As the three Israelis ran from the chamber, the figures of the knights followed, but only as far as the entrance. There, unseen by the three fleeing men, who were running as if their very lives depended on it, the six knights flickered out of existence and the lamps in the wall-mounted sconces slowly began to brighten.
Inside the hidden room, the man in black picked up a remote control, aimed it at the television screen and pressed a button. The view changed to cameras located at intervals along the long corridor, and in silence the three of them watched the Israelis carrying their prize towards the open door at the end. Once they had disappeared through it, the unidentified man pressed a button on a small control panel beside the television, and the door closed. He pressed another button, and the camera feed showed two large electrically controlled bolts snapping into place.
‘We’re now secure,’ he said. ‘I think that went quite well, don’t you?’
Angela stared at him. ‘Would you please tell me what the hell is going on here?’ she said. ‘Starting with who you are and then moving on to what just happened.’
‘Gladly. My name is Michael Rogers, and I’m a Templar knight.’
That didn’t help very much, and Angela’s expression suggested that she was, if anything, even more confused than she’d been a few minutes earlier.
‘Let me introduce you to the others,’ Rogers said, ‘and then we’ll explain what’s going on.’
He unlocked the steel door and stepped outside, Bronson and Angela following closely behind him.
In the Ark chamber, where the now-empty low plinth sat like an accusing witness, the first person they saw was the Templar knight in full regalia, who was clearly unharmed despite what they’d seen happen just a few minutes earlier.

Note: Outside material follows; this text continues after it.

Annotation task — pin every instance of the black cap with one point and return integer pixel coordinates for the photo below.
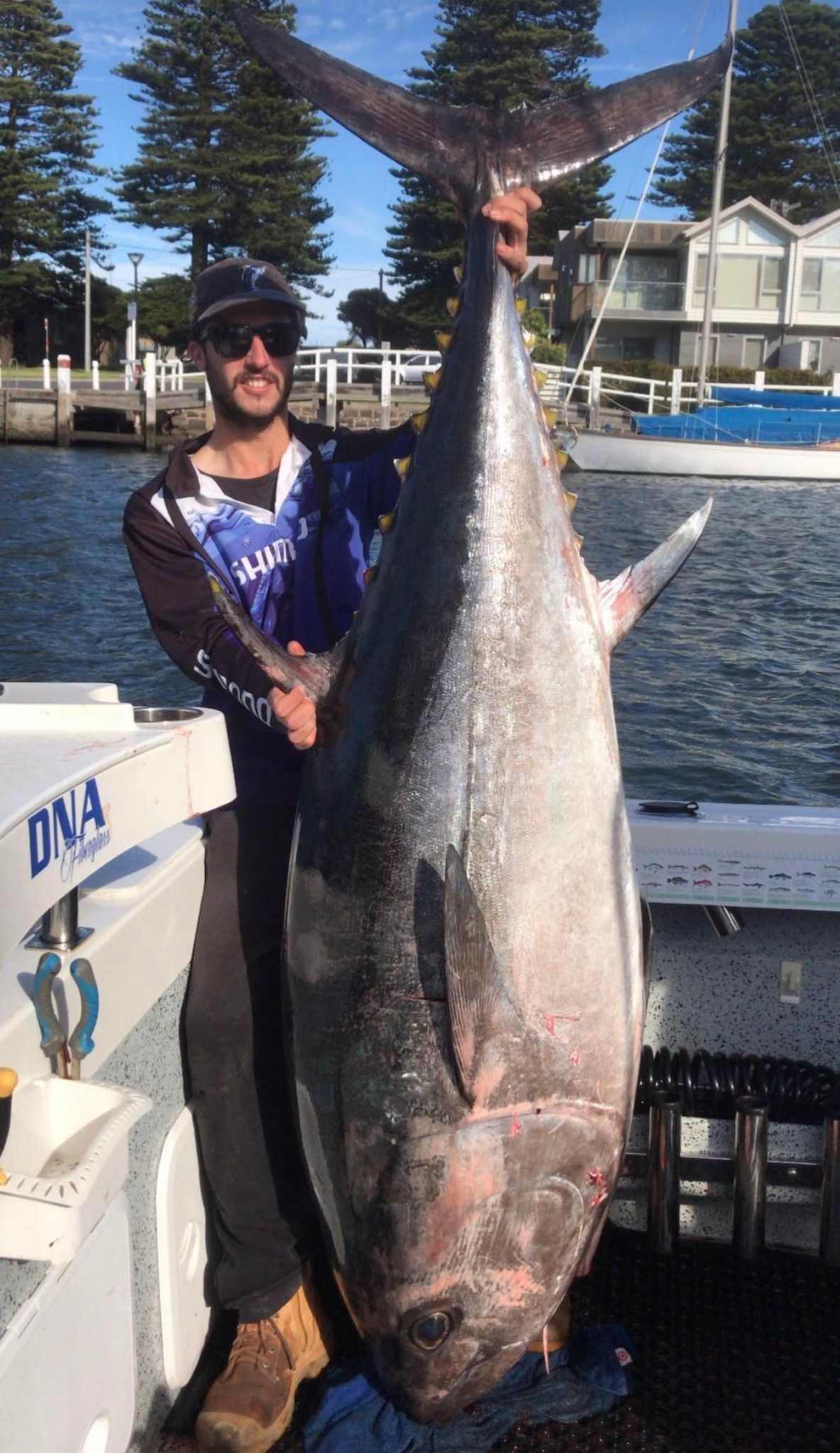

‘That went well, Brother Michael,’ the Knight said. ‘A very successful operation.’ He switched his glance to Bronson and Angela. ‘I imagine you have a few questions.’
‘You have no idea,’ Angela said. ‘Let’s start with why, who, what, when, where and a side order of how. First of all, who are you and why aren’t you dead? I saw that Israeli shoot you at point-blank range.’

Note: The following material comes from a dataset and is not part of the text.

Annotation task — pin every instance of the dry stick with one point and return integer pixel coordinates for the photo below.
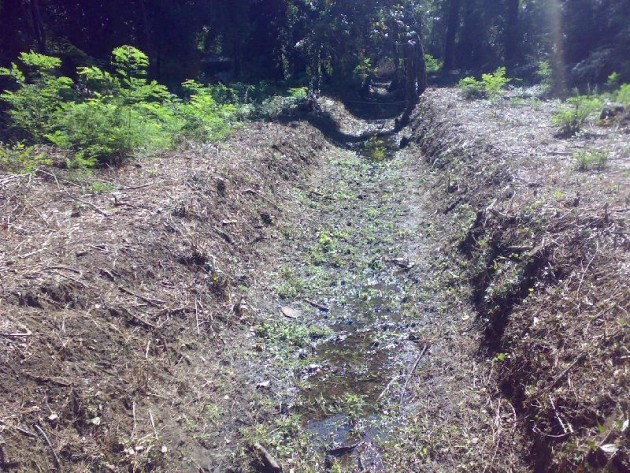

‘My name’s Roger Pemberton, and like Brother Michael, I’m also a Templar knight. As for why I’m alive, the Templars in the medieval period had armour made of steel. Ours is made of layers of Kevlar, and there’s lots of padding under this tunic. But I was in no danger at all, because that wasn’t me in the chamber. Or to be exact, what you saw out there was me, but at the same time it wasn’t.’

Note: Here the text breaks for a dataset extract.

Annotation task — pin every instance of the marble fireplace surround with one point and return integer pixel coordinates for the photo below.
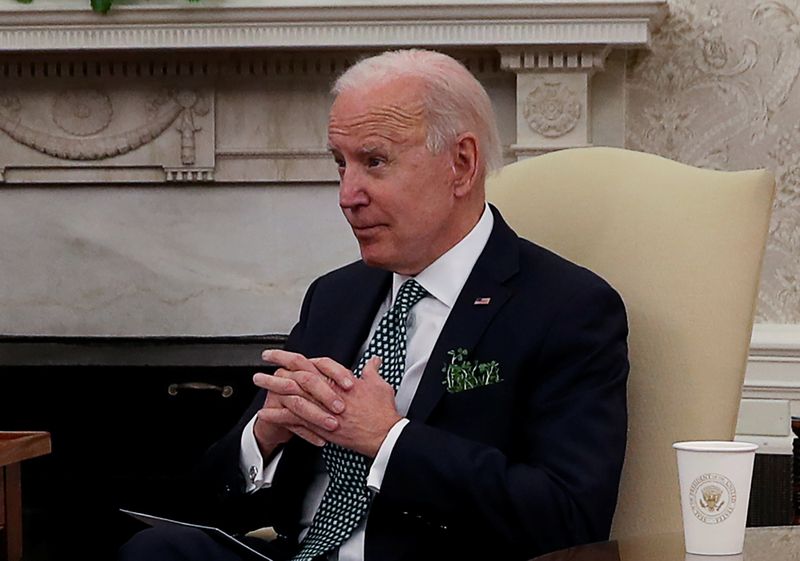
(156, 163)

‘What?’ Angela demanded, her voice clouded with frustrated confusion. Or perhaps confused frustration.
‘I think he means we’ve been watching a performance,’ Bronson suggested. ‘A projection, or maybe using mirrors, something like that.’
Pemberton nodded. ‘Actually, we’re a little more sophisticated than that. My part in that scene was played out a lot earlier and recorded. What you saw was a hologram. Just like the six knights who appeared when the Ark was lifted.’
‘What did you mean when you said it was a very successful operation?’ Bronson asked. ‘As far as I can see, you’ve been doing some kind of play-acting, and as a result of that, those three Israelis have got away with the Ark of the Covenant.’
‘Well, yes and no, really. Let me begin at the beginning. I find that’s usually quite a convenient place to start.’